But then Liley suggested to the MEAC impersonators this was not the first time Soros donated to NPR. In a classic example of Soros-enabled liberal bias, he funded a documentary about executions in the state of Texas -- on October 12, 2000! -- just as Texas Gov. George W. Bush was running for president. This was the day after Bush was questioned on the death penalty in Texas in a presidential debate. (Salon.com interviewed the documentarians under the headline "Inside the Texas Death Machine.")
This attempt at a public execution of the Bush for President campaign had multiple funders, according to the press release: "Witness to an Execution was funded in part by the Rockefeller Foundation, the Corporation for Public Broadcasting, the National Endowment for the Arts, and the Soros Foundation."
Certainly a press release is public notice of a Soros grant. But it's not as much notice as announcing the grant on NPR's air from coast to coast. From Boyle's account:
Liley brought up Soros and his nonprofit organization, the Open Society Institute, while discussing what kind of on-air publicity the Muslim Education Action Center (MEAC) Trust would want in exchange for its donation. Liley mentioned that Soros and his organization decided they didn't want on-air publicity for their donation to avoid conservatives' scrutiny.

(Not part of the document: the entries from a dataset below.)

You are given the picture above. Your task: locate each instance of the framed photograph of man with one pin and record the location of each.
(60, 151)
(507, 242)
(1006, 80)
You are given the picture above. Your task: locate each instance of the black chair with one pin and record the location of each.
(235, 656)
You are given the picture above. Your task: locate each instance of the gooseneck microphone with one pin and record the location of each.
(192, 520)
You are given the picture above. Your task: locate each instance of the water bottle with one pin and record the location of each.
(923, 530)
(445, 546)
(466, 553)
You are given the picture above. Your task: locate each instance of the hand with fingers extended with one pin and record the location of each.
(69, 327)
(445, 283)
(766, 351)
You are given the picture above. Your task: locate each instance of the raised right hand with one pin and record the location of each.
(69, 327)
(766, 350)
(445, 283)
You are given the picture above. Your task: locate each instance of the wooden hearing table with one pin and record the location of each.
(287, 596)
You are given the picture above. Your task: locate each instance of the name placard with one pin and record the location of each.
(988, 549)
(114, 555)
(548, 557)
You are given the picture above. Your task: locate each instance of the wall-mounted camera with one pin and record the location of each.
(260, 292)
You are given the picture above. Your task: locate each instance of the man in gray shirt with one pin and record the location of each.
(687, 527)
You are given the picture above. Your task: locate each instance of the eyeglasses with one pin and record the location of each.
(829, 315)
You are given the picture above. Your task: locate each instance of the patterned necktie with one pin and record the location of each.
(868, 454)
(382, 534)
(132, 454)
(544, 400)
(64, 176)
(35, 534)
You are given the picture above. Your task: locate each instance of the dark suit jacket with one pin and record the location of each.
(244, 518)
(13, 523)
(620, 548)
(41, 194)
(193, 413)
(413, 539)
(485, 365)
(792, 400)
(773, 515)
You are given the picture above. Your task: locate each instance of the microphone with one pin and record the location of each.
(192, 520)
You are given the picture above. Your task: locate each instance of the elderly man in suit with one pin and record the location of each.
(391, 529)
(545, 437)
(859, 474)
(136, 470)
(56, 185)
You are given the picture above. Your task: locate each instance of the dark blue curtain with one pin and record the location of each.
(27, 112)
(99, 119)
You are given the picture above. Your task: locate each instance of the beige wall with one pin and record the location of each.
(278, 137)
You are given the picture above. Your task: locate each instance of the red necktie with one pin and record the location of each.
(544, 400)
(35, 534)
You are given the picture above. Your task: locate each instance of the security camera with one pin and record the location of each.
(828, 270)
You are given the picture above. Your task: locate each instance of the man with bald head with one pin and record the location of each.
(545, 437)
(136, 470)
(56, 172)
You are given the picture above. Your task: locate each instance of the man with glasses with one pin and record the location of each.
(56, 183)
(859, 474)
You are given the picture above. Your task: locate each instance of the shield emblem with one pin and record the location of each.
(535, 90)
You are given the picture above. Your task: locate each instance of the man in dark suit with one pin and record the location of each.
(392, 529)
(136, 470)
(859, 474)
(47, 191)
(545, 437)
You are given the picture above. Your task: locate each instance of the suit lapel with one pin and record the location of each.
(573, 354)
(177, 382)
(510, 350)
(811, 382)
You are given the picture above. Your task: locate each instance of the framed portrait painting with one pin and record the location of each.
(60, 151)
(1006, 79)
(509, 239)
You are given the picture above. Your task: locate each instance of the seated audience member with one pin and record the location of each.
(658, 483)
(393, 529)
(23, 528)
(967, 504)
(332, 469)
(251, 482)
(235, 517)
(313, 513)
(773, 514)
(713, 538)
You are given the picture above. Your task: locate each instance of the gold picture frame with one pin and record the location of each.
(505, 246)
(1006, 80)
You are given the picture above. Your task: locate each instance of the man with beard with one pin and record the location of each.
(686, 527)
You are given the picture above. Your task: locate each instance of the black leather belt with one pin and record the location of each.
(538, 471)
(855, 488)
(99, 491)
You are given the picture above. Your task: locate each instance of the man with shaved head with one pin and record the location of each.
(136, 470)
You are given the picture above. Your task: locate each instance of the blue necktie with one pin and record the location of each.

"George Soros and the Open Society Institute gave us $1.8 million, and they have decided not to use on-air credits because of what's happening in Congress," Liley said. When the man she thought represented the fictitious Muslim Brotherhood front group asked her how Soros's donation and "what's happening in Congress," relate, Liley said conservatives tried to link Soros's donation to Williams's firing.